OPINIóN
Actualizado 02/09/2024 09:40:07
Charo Alonso

Saben los escultores y los pintores de arte mural de la intemperie de la calle y sus inclemencias, del vandalismo y de los pájaros que se posan y dejan su pátina sobre el bronce vaciado con esfuerzo, la piedra tallada, la pintura desplegada en un muro que se cuartea como piel anciana. Saben de las cicatrices del tiempo y de la memoria de un arte nacido para la mirada que pasa, para el paseante que se sienta, para la lluvia que lava y el operario que registra la lista del corazón de nuestro arte urbano.

Tiene la calle habitantes callados: quien pide limosna, la farola, la jardinera rebosante si hay cuidado, la verja que separa dulcemente la calle de la calzada… y la exquisita, la maravillosa escultura con o sin peana, a ras de suelo al quite de los pasos o subida en su estrado de importancia. La escultura como un elemento más de la calle por la que vive la ciudad, nuestro sistema circulatorio siempre en movimiento, el ruido que nos mece, el tiempo que se deja sentir sobre la cabeza, la forma, aquello que salió del taller con la esperanza de ser de todos, regalo para el museo democrático que es la calle. Y forman parte de nuestro paisaje cotidiano, de nuestros recuerdos, de los niños que se suben, los quietos que se sientan, los enamorados que a su lado se besan. La estatua, quieta e impertérrita, es un testigo de ojos ciegos, de presencia densa. Es parte de nuestro cotidiano horizonte de los días, su movimiento nos pasa desapercibido y después, nos deja con el hueco del corazón, desnortados, desorientada la mirada que no la encuentra. Y nos preguntamos dónde quedó su constancia prieta, dónde fue, quién se la llevaría a la intempestiva hora en la que la calle está vacía y solo los barrenderos son testigos de los que vuelven del trabajo nocturno o de la fiesta.
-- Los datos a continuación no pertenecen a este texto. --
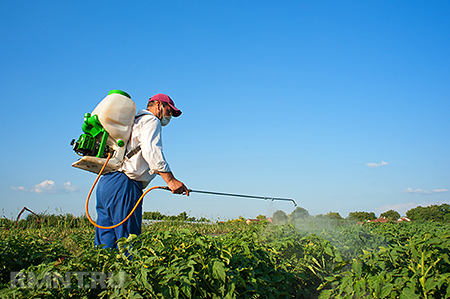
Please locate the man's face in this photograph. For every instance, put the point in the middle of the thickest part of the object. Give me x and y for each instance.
(167, 111)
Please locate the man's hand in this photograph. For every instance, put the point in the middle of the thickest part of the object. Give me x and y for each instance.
(174, 185)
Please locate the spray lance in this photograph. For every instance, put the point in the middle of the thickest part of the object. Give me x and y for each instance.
(102, 148)
(166, 188)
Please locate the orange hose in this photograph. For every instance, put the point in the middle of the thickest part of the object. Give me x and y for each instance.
(132, 211)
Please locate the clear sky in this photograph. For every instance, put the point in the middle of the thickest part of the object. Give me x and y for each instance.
(340, 105)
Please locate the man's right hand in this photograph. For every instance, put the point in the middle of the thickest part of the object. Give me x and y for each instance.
(176, 186)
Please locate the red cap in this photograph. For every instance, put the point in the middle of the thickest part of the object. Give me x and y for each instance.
(165, 98)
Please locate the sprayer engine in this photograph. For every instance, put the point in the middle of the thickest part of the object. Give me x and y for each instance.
(93, 141)
(106, 130)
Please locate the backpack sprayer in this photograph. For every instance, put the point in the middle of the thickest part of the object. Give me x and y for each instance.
(103, 145)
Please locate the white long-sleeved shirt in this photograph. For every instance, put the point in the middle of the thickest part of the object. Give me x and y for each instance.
(145, 164)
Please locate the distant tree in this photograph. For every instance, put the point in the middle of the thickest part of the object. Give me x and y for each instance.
(333, 215)
(153, 215)
(391, 215)
(261, 217)
(361, 216)
(430, 213)
(279, 217)
(298, 213)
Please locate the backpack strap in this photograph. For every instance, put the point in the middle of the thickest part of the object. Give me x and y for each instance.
(133, 152)
(136, 149)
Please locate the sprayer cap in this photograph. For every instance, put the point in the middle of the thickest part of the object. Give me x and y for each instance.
(119, 92)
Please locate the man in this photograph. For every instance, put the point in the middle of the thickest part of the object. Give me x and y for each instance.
(118, 192)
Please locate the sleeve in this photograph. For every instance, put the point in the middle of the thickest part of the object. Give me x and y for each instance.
(151, 146)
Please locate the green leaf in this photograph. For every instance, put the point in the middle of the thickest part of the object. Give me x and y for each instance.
(219, 271)
(409, 294)
(386, 290)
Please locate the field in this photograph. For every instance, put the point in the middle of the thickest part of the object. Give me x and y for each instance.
(306, 258)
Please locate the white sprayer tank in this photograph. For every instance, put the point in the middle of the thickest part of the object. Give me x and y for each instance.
(116, 114)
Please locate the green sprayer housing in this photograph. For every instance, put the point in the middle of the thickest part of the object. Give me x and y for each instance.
(86, 144)
(106, 131)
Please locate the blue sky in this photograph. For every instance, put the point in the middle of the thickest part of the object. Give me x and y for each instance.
(341, 105)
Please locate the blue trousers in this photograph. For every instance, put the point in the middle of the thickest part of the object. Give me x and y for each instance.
(116, 196)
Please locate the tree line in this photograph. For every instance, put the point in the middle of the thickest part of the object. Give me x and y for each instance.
(437, 213)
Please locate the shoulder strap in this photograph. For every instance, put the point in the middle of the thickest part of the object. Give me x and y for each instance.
(136, 149)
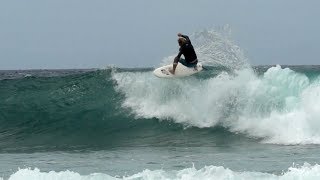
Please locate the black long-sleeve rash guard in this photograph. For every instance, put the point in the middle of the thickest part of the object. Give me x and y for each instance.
(187, 50)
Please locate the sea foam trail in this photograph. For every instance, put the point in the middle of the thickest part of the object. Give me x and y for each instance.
(281, 107)
(209, 172)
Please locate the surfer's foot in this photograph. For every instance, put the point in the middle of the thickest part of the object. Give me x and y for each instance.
(171, 71)
(196, 68)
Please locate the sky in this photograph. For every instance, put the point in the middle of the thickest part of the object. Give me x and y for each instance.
(59, 34)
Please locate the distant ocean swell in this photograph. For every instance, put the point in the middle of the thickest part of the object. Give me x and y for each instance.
(306, 171)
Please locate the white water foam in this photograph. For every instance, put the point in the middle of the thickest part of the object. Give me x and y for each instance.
(306, 172)
(281, 107)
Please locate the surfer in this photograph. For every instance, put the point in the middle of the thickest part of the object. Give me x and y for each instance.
(188, 52)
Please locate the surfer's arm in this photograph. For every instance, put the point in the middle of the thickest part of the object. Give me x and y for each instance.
(175, 62)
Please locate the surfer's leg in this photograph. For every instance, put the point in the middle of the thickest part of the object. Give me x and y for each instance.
(183, 62)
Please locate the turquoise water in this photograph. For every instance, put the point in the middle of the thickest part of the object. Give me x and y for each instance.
(223, 123)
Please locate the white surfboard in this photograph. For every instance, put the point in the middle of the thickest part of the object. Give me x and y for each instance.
(181, 71)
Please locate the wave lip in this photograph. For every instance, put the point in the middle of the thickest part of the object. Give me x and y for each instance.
(280, 107)
(306, 171)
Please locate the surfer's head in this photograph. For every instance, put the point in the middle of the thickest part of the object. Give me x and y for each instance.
(182, 41)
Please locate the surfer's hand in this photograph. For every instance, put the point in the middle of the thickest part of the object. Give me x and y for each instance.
(171, 71)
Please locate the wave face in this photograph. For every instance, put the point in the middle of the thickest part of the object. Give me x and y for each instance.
(101, 109)
(107, 108)
(209, 172)
(244, 102)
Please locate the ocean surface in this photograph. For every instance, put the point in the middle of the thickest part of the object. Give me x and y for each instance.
(253, 123)
(230, 121)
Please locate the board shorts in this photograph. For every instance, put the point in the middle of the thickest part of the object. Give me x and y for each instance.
(184, 62)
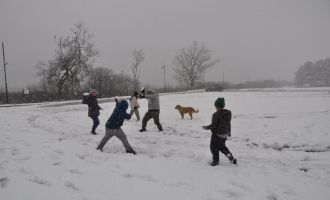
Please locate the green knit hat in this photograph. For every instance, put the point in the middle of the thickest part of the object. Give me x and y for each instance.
(220, 102)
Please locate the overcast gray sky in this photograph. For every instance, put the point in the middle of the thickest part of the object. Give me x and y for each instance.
(255, 39)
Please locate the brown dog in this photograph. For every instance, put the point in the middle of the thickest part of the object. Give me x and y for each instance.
(184, 110)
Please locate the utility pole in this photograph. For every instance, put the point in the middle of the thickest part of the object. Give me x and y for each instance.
(163, 67)
(4, 67)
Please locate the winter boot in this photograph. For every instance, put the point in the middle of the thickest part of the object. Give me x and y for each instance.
(234, 161)
(131, 151)
(99, 148)
(214, 163)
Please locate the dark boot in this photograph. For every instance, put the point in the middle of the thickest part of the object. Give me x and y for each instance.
(131, 151)
(214, 163)
(99, 148)
(234, 161)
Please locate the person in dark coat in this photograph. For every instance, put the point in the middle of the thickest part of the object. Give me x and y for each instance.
(93, 110)
(221, 129)
(113, 126)
(153, 109)
(135, 105)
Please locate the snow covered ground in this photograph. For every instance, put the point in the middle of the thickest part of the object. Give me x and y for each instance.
(281, 140)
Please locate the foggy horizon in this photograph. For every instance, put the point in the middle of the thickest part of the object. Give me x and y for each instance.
(254, 40)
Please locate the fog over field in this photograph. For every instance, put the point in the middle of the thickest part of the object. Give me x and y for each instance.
(254, 40)
(280, 138)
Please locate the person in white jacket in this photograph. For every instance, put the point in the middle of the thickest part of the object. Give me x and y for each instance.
(135, 105)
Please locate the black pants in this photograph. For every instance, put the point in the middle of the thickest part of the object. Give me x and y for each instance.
(96, 122)
(219, 144)
(154, 114)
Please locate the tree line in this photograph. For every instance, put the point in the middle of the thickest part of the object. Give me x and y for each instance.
(71, 70)
(314, 74)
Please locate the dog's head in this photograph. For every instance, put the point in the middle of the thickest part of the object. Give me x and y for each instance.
(177, 106)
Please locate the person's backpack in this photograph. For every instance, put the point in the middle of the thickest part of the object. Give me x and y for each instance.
(85, 98)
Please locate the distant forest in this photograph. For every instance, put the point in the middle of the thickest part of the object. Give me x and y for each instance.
(314, 74)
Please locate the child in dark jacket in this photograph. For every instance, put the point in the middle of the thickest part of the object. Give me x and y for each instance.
(221, 129)
(113, 127)
(93, 110)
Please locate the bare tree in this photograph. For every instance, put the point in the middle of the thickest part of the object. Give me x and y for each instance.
(71, 64)
(138, 57)
(191, 64)
(102, 79)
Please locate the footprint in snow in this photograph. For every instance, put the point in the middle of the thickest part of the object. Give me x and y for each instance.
(71, 186)
(39, 181)
(3, 182)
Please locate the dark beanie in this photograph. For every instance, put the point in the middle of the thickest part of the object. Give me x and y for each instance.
(220, 102)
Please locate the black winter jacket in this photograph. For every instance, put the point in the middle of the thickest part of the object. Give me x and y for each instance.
(93, 106)
(221, 122)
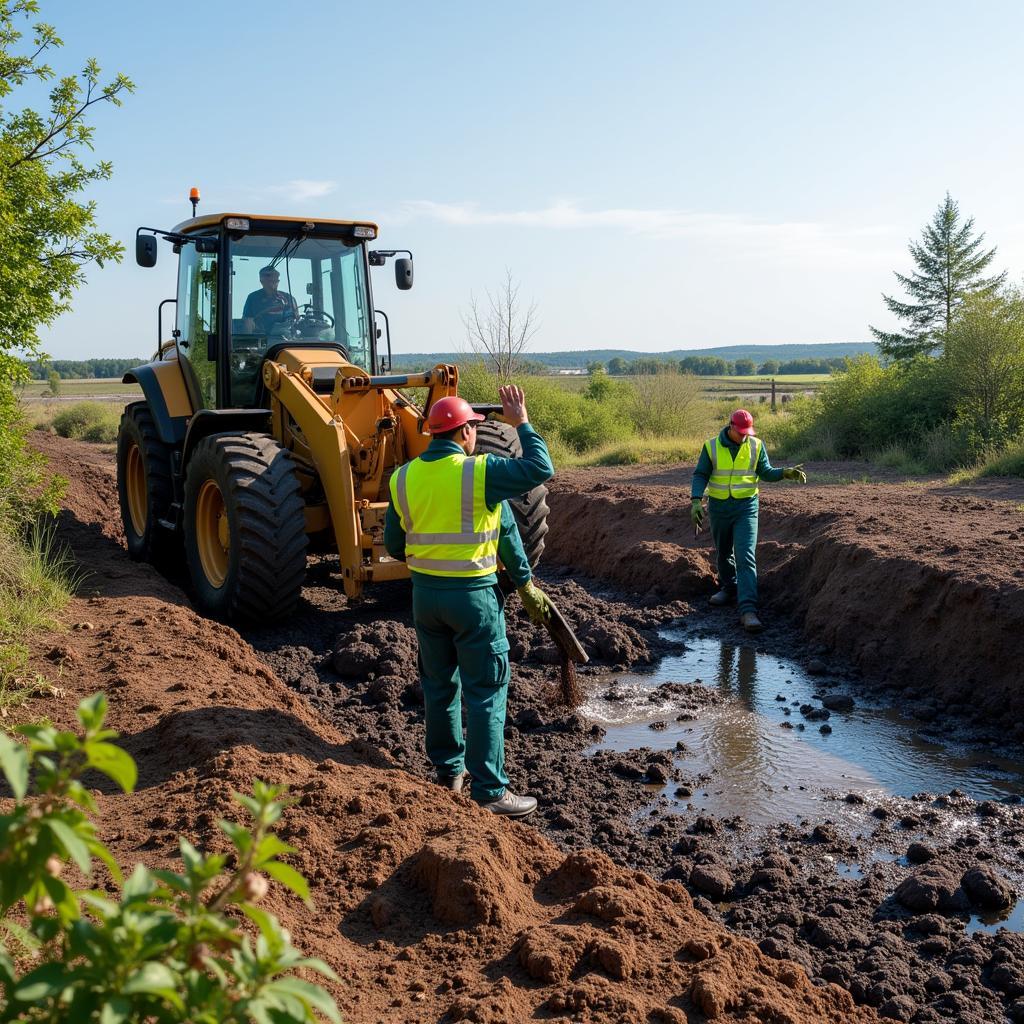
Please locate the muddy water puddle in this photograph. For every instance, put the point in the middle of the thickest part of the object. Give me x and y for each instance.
(756, 754)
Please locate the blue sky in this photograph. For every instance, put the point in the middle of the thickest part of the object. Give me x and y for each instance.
(655, 176)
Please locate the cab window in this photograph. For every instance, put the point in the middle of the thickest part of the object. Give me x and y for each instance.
(286, 289)
(197, 322)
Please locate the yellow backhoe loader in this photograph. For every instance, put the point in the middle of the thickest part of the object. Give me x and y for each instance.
(271, 423)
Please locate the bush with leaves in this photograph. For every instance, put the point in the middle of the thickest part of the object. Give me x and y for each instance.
(167, 950)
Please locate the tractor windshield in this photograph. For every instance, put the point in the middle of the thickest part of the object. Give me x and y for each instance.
(294, 289)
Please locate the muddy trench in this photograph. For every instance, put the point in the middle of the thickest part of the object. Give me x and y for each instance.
(824, 814)
(843, 792)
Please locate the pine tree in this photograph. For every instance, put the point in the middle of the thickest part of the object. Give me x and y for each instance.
(950, 263)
Sale la estatua a restaurar lo roto, a ser limpiada, reubicada o, lamentablemente, retirada, arrancada de la acera. Y nos deja solos, pensando en lo que queda, tratando de zurcir ese desgarro, preguntándonos quién decide por ellas. Y mientras la buscamos como perros sin árbol se produce el milagro y nos regresa. Y pensamos en la necesidad de las estatuas, en su constancia diaria, en su peso que sí pesa.

Charo Alonso. Fotografía: Fernando Sánchez Gómez.